Xi attended a science event at a Beijing's Agricultural University, said the country's official Xinhua news agency, which showed several photos of him there.
The pictures were quickly released to the media, together with a bulletin in English confirming that Xi was alive and well - but, true to its form, the Communist party offered no explanation for his mysterious absence from view over the previous fortnight, just weeks before he is due to be unveiled as China's next paramount leader.
The rumour mills were working overtime, even hinting at a power struggle.
It has been a tradition in China to keep the state of health of its top leaders a secret.
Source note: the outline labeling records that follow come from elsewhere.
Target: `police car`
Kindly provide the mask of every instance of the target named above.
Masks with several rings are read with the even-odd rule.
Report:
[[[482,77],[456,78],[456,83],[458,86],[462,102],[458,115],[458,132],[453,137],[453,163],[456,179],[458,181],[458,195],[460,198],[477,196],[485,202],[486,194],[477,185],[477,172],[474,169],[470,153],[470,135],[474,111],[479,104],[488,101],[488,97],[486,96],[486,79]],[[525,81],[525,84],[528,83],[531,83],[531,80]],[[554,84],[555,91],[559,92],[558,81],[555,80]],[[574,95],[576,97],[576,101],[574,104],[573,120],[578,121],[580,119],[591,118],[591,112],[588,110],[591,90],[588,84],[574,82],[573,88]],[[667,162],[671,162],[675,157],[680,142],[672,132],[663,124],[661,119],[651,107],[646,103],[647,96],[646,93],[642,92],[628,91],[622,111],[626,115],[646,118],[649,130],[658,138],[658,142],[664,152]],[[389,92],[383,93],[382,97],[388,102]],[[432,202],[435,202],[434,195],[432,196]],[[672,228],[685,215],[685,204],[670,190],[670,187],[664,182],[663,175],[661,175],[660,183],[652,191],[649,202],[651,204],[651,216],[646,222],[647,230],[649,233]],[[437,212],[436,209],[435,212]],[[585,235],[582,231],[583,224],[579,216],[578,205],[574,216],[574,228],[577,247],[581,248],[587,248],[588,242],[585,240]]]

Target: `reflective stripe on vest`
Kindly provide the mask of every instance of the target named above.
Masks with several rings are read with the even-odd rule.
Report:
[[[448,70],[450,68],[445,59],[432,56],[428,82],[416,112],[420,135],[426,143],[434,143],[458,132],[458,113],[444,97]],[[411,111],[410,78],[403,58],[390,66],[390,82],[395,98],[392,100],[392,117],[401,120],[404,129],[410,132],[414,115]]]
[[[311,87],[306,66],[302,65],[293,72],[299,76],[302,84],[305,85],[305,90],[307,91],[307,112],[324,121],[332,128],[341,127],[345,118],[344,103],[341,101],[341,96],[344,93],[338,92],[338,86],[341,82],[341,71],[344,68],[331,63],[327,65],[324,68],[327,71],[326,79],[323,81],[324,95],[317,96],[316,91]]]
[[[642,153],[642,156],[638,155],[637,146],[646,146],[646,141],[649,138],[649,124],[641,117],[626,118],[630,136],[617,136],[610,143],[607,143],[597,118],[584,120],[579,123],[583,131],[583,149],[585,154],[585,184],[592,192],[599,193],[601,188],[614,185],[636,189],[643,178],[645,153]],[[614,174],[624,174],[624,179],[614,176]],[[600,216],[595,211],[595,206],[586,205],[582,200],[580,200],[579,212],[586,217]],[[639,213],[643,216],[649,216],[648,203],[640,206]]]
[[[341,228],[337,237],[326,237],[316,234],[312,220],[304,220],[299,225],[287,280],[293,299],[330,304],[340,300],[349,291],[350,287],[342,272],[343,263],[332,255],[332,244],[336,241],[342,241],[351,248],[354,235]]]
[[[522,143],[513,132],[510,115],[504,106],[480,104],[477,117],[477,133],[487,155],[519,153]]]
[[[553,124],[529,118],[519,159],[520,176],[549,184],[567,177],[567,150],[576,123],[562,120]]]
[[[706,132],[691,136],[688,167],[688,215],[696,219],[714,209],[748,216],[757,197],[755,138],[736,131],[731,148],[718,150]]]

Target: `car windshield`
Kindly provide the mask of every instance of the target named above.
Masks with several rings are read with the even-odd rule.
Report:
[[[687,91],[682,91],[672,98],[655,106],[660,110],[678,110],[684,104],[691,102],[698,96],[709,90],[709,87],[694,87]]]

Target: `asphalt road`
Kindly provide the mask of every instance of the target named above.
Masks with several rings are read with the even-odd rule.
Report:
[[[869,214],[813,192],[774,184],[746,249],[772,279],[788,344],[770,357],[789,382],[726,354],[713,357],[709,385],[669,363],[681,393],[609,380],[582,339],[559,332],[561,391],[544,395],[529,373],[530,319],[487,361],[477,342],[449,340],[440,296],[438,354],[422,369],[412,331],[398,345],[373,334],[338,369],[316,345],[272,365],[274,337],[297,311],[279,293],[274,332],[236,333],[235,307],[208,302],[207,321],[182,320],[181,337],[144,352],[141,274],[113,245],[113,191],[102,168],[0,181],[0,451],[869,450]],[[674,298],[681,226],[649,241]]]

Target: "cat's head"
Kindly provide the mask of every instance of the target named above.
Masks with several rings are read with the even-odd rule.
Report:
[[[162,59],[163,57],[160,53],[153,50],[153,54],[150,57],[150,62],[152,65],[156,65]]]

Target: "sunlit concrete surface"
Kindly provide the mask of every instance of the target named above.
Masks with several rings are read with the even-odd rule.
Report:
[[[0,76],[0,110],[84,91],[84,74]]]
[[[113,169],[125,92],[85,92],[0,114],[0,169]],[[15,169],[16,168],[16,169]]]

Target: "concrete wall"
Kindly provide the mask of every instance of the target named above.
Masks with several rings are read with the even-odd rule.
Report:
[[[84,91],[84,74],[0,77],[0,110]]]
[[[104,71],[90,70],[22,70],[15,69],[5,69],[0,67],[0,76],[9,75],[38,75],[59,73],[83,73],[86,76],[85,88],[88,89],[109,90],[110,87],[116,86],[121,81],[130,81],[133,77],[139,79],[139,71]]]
Despite the international media's intense interest in Xi's absence, the government-controlled media have remained silent.
Xi's visit to the university, where he participated in National Science Popularisation Day, an event for which he might not normally have time, lasted just 45 minutes, the Telegraph reported.
His face was perhaps slightly pale and lined in the Beijing sunshine, but there was little sign of any illness or injury that would prevent him from taking power for the next decade.
He had not been seen in public since 1 September and cancelled scheduled meetings with high-level dignitaries including U.S. Secretary of State Hillary Clinton.
Sources told Reuters Jinping had been under bed rest after he hurt his back while swimming.
On China's micro-blogging site Weibo, his name has been blocked, but users had already started cheering their new leader's emergence calling him "crown prince."
His absence and emergence come at a crucial time when the party is preparing for handover of power.